Thom posed little threat in these days. He was ashamed and yet so sated that it was like a bloat, making him sweet as he tended to my body, his favorite toy. He worked to heal it, same as I was, readying it for rough play. I was safe with Thom; right now, Ro Grandee was the danger.
I was back in her house, with the pretty ocean blue coverlet and sheers she’d picked, her willow-patterned china in the kitchen, the remnants of her light perfume tainting the air of the bathroom. I’d lived inside her familiar, comfortable skin for years, until it was me, until I had no choice in it. But to let myself be Ro again now was suicide, the only irrevocable sin. The drugs that held me back in the hospital were holding me too still in her territory. I felt her as a creep, growing on back over me like fungus. It could not be allowed.

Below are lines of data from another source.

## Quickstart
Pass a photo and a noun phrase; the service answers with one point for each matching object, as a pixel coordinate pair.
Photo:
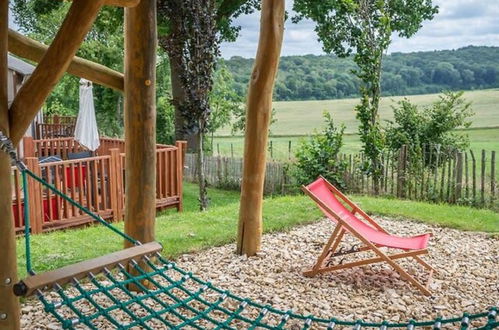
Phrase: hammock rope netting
(150, 292)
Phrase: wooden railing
(60, 147)
(60, 120)
(52, 131)
(97, 183)
(106, 144)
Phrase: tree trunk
(179, 96)
(9, 304)
(375, 98)
(203, 195)
(258, 117)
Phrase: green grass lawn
(302, 117)
(480, 138)
(190, 231)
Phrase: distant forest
(325, 77)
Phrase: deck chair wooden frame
(344, 227)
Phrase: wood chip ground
(467, 281)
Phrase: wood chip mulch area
(467, 281)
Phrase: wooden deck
(97, 182)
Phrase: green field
(481, 138)
(302, 117)
(297, 119)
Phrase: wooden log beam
(140, 120)
(9, 304)
(258, 115)
(122, 3)
(34, 51)
(33, 93)
(82, 269)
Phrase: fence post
(492, 177)
(482, 188)
(473, 169)
(401, 172)
(36, 211)
(181, 148)
(28, 147)
(459, 177)
(114, 181)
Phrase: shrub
(435, 124)
(319, 155)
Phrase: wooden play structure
(153, 293)
(371, 235)
(138, 84)
(96, 181)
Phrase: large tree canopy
(365, 28)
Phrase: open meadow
(302, 117)
(298, 119)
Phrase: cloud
(459, 23)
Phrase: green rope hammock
(170, 297)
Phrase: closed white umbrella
(86, 132)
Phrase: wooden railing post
(28, 147)
(9, 303)
(181, 149)
(36, 212)
(115, 184)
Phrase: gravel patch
(467, 281)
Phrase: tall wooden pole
(9, 304)
(259, 109)
(140, 120)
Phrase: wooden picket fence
(97, 183)
(437, 174)
(226, 172)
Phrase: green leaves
(436, 124)
(319, 155)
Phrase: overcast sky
(459, 23)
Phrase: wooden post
(115, 183)
(9, 304)
(482, 178)
(33, 50)
(473, 176)
(257, 126)
(181, 148)
(28, 147)
(492, 177)
(459, 178)
(401, 172)
(36, 210)
(59, 55)
(140, 121)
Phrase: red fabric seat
(320, 189)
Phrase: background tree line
(325, 77)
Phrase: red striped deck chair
(349, 218)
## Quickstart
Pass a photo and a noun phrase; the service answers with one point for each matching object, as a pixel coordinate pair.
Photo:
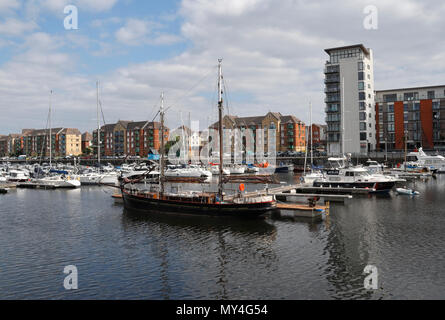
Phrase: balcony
(332, 69)
(332, 80)
(332, 98)
(329, 109)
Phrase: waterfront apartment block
(129, 138)
(353, 67)
(290, 134)
(415, 114)
(318, 136)
(64, 142)
(86, 141)
(11, 144)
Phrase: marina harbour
(232, 225)
(122, 254)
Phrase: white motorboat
(374, 167)
(341, 175)
(237, 169)
(419, 160)
(18, 176)
(407, 191)
(311, 177)
(58, 182)
(191, 171)
(215, 170)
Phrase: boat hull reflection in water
(177, 204)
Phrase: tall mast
(406, 146)
(50, 131)
(98, 123)
(220, 129)
(161, 159)
(312, 140)
(343, 115)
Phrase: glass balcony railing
(332, 69)
(332, 80)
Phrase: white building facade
(351, 130)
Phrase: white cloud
(14, 27)
(57, 6)
(7, 5)
(138, 32)
(273, 60)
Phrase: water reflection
(221, 241)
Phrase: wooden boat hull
(378, 186)
(139, 203)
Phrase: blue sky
(273, 55)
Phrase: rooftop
(411, 88)
(361, 46)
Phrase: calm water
(120, 255)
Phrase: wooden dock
(28, 185)
(335, 190)
(304, 210)
(326, 197)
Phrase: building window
(391, 117)
(389, 97)
(409, 96)
(391, 127)
(430, 94)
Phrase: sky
(273, 56)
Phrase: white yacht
(190, 171)
(215, 170)
(237, 169)
(58, 182)
(18, 176)
(355, 177)
(420, 160)
(374, 167)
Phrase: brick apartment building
(415, 113)
(129, 138)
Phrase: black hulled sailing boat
(201, 203)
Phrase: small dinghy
(407, 191)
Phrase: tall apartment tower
(351, 130)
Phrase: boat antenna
(161, 159)
(220, 129)
(343, 115)
(312, 140)
(50, 133)
(98, 124)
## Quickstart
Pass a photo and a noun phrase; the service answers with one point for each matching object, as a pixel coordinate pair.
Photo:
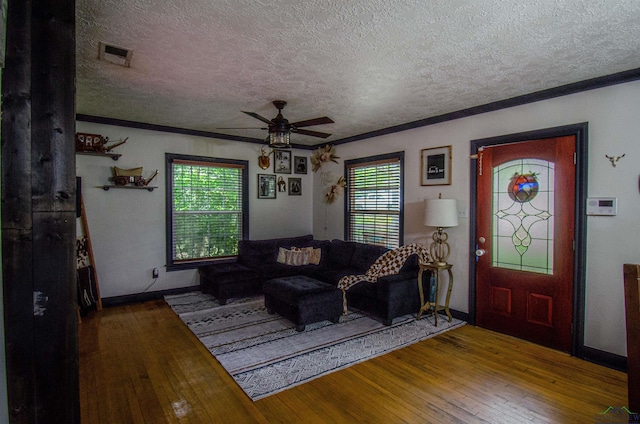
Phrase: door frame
(581, 133)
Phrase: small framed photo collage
(283, 163)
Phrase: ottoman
(302, 300)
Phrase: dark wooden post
(632, 308)
(38, 212)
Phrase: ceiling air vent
(118, 55)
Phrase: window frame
(170, 158)
(384, 158)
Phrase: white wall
(614, 129)
(127, 227)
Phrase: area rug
(265, 354)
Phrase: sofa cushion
(340, 253)
(364, 255)
(255, 253)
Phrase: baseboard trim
(607, 359)
(108, 302)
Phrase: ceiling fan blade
(310, 122)
(255, 115)
(242, 128)
(311, 133)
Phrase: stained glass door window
(523, 224)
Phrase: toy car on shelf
(95, 143)
(122, 177)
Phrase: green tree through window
(206, 209)
(374, 200)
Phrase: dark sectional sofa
(390, 297)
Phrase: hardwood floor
(140, 364)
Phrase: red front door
(525, 235)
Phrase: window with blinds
(374, 201)
(206, 209)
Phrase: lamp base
(439, 248)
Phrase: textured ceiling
(367, 64)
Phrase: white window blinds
(374, 202)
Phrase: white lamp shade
(441, 212)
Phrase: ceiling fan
(280, 128)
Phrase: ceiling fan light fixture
(279, 139)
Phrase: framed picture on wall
(300, 164)
(266, 186)
(281, 161)
(435, 166)
(295, 186)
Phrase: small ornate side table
(428, 305)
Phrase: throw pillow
(281, 255)
(314, 254)
(296, 257)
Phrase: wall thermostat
(607, 206)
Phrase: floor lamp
(440, 213)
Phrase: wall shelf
(113, 156)
(107, 187)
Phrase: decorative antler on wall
(614, 159)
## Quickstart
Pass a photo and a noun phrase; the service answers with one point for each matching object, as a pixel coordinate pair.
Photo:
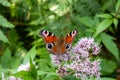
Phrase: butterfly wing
(48, 36)
(50, 40)
(69, 38)
(68, 41)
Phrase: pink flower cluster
(79, 60)
(22, 67)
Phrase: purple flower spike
(79, 60)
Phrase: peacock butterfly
(58, 46)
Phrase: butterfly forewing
(57, 45)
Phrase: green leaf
(115, 22)
(31, 54)
(103, 26)
(109, 68)
(5, 23)
(107, 78)
(25, 75)
(3, 37)
(87, 21)
(33, 70)
(5, 3)
(117, 8)
(107, 16)
(110, 45)
(6, 58)
(42, 73)
(51, 76)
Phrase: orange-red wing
(69, 38)
(48, 36)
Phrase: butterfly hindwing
(69, 38)
(57, 45)
(48, 36)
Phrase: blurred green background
(21, 21)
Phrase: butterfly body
(57, 45)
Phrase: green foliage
(3, 37)
(110, 45)
(31, 75)
(105, 78)
(105, 69)
(21, 21)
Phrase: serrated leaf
(115, 22)
(103, 26)
(3, 37)
(4, 22)
(110, 45)
(104, 16)
(31, 54)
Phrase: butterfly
(56, 45)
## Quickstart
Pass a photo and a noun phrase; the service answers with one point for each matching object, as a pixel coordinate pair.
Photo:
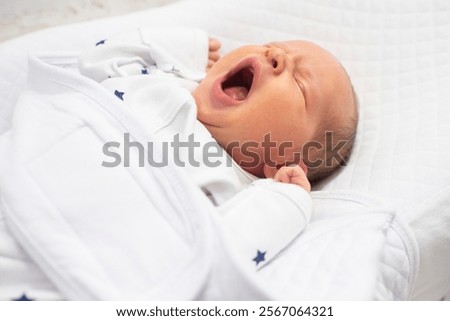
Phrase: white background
(22, 16)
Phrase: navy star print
(260, 257)
(119, 94)
(23, 298)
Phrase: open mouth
(237, 85)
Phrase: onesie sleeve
(264, 219)
(182, 52)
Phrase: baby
(294, 90)
(284, 110)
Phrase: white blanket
(398, 62)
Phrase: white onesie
(153, 71)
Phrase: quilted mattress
(397, 54)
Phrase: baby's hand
(213, 53)
(293, 175)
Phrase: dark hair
(345, 134)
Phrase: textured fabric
(397, 54)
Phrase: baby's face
(285, 89)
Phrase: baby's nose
(277, 58)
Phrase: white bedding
(398, 56)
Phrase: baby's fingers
(214, 44)
(214, 55)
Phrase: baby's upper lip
(220, 98)
(249, 65)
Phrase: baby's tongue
(236, 92)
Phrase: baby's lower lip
(219, 98)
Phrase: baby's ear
(269, 172)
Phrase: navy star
(23, 298)
(119, 94)
(260, 257)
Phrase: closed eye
(300, 86)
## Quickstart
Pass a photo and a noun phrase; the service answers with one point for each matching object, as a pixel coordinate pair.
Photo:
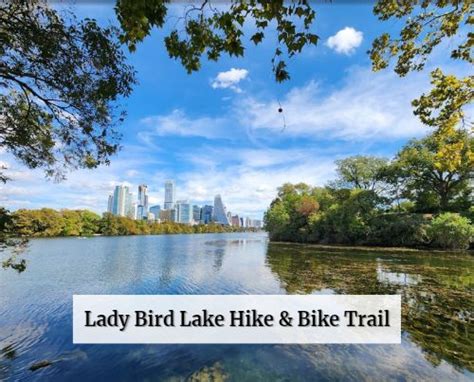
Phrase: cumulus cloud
(345, 41)
(229, 79)
(177, 123)
(367, 107)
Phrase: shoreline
(362, 248)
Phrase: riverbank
(364, 248)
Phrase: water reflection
(437, 291)
(35, 321)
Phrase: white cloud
(178, 124)
(229, 79)
(366, 107)
(345, 41)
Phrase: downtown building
(120, 203)
(142, 203)
(219, 213)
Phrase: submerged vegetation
(436, 290)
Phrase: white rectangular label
(239, 319)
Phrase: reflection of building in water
(396, 278)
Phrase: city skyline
(227, 137)
(121, 202)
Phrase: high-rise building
(142, 204)
(122, 202)
(183, 212)
(235, 221)
(110, 204)
(196, 213)
(220, 216)
(168, 215)
(169, 195)
(206, 214)
(155, 210)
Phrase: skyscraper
(206, 214)
(122, 201)
(183, 212)
(196, 213)
(235, 221)
(220, 216)
(110, 204)
(155, 210)
(169, 194)
(142, 206)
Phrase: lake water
(35, 309)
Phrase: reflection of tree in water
(436, 289)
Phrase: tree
(60, 82)
(10, 243)
(60, 79)
(437, 170)
(427, 25)
(361, 172)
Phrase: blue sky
(219, 130)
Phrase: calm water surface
(36, 306)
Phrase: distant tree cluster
(47, 222)
(423, 197)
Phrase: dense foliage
(47, 222)
(60, 80)
(451, 231)
(389, 203)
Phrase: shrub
(406, 230)
(451, 231)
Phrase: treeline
(47, 222)
(423, 197)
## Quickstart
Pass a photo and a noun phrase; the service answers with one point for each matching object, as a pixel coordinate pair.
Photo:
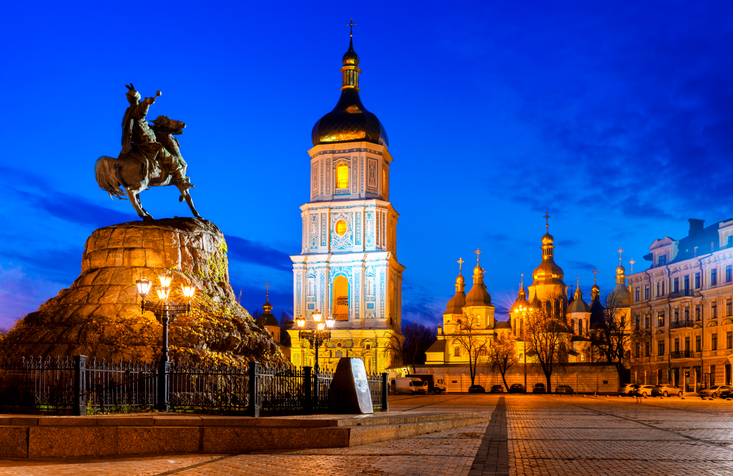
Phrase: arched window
(342, 176)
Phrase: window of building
(712, 375)
(342, 176)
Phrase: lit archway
(340, 294)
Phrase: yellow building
(682, 309)
(348, 265)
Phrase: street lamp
(317, 336)
(166, 312)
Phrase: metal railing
(80, 387)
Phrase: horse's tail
(104, 171)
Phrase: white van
(411, 385)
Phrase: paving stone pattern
(527, 435)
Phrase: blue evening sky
(615, 117)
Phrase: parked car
(564, 389)
(643, 390)
(627, 388)
(476, 389)
(410, 385)
(666, 390)
(714, 391)
(517, 388)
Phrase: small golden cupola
(349, 121)
(547, 278)
(620, 296)
(478, 296)
(456, 303)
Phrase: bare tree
(612, 337)
(548, 337)
(472, 337)
(503, 354)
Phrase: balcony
(681, 324)
(682, 293)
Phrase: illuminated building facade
(348, 265)
(682, 309)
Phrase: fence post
(80, 367)
(308, 389)
(163, 401)
(254, 408)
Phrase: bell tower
(348, 264)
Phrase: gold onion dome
(349, 121)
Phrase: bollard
(80, 367)
(254, 408)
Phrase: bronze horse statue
(133, 175)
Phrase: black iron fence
(79, 387)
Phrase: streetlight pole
(166, 313)
(316, 337)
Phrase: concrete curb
(120, 435)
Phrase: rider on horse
(139, 140)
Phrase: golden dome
(349, 121)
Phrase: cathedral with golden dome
(547, 293)
(348, 267)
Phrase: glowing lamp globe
(165, 280)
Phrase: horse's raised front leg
(135, 201)
(184, 194)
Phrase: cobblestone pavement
(529, 435)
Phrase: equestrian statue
(150, 157)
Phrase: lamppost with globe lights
(166, 312)
(317, 336)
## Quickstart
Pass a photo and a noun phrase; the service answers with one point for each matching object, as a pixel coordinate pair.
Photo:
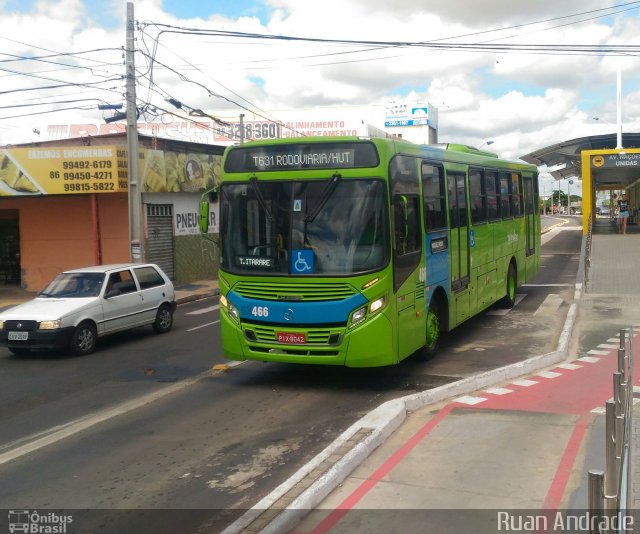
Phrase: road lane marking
(204, 310)
(524, 382)
(549, 374)
(202, 326)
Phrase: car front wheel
(84, 339)
(164, 319)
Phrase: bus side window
(435, 207)
(406, 225)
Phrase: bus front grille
(294, 292)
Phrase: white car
(81, 305)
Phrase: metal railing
(587, 254)
(610, 490)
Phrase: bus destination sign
(301, 156)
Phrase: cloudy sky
(521, 74)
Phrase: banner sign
(102, 169)
(612, 161)
(59, 171)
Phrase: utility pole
(136, 232)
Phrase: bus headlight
(358, 316)
(376, 305)
(231, 309)
(49, 325)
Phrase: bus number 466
(260, 311)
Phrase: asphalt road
(145, 435)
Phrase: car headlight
(50, 325)
(231, 309)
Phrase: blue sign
(302, 261)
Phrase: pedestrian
(623, 213)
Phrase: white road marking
(570, 366)
(548, 285)
(549, 374)
(524, 382)
(498, 391)
(202, 326)
(470, 400)
(588, 359)
(204, 310)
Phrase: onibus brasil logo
(34, 522)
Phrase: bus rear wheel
(509, 300)
(434, 334)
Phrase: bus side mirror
(203, 223)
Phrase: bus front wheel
(509, 300)
(434, 335)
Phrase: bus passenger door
(532, 231)
(409, 283)
(459, 245)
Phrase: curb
(287, 505)
(197, 296)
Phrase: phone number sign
(63, 170)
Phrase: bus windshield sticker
(439, 245)
(348, 155)
(258, 262)
(302, 261)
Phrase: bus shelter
(601, 166)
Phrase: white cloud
(521, 101)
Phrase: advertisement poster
(102, 169)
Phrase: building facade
(65, 204)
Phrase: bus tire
(509, 300)
(434, 332)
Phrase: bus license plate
(18, 336)
(291, 338)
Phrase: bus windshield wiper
(326, 194)
(258, 192)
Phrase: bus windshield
(320, 227)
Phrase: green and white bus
(362, 252)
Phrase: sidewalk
(484, 454)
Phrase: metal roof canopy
(567, 155)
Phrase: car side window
(122, 281)
(148, 277)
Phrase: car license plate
(18, 336)
(291, 338)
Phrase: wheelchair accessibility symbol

When Thom brought my breakfast on a tray, I handed him back the Percocet and said, “Could you bring me a couple, three Motrin, please? And a great big cup of coffee?”
I downed the coffee and ate every bite of my cheese eggs. Thom left for work, and I could feel myself waking up, truly waking, as last night’s pill spent itself in my bloodstream and was replaced by the caffeine. The first thing I realized was that I was filthy, covered in a waxy coat of my own mank. My hair was limp and greasy. I creaked to my feet and took a long shower, scrubbing myself so hard that it was like being peeled. I made the water scalding hot. When I got out, I was pink under my fading bruises.
I opened the closet and got an eyeful of Ro’s swirly skirts in springtime colors. Sweet flats with bows and buckles and embroidered daisies. Clingy lightweight sweaters, all long-sleeved. I slammed the closet door, as repulsed by these things as if they had been hand-sewn from human skin. I went to my dresser instead and dug out a long-sleeved T-shirt and a pair of the old Levi’s that I wore on heavy cleaning days.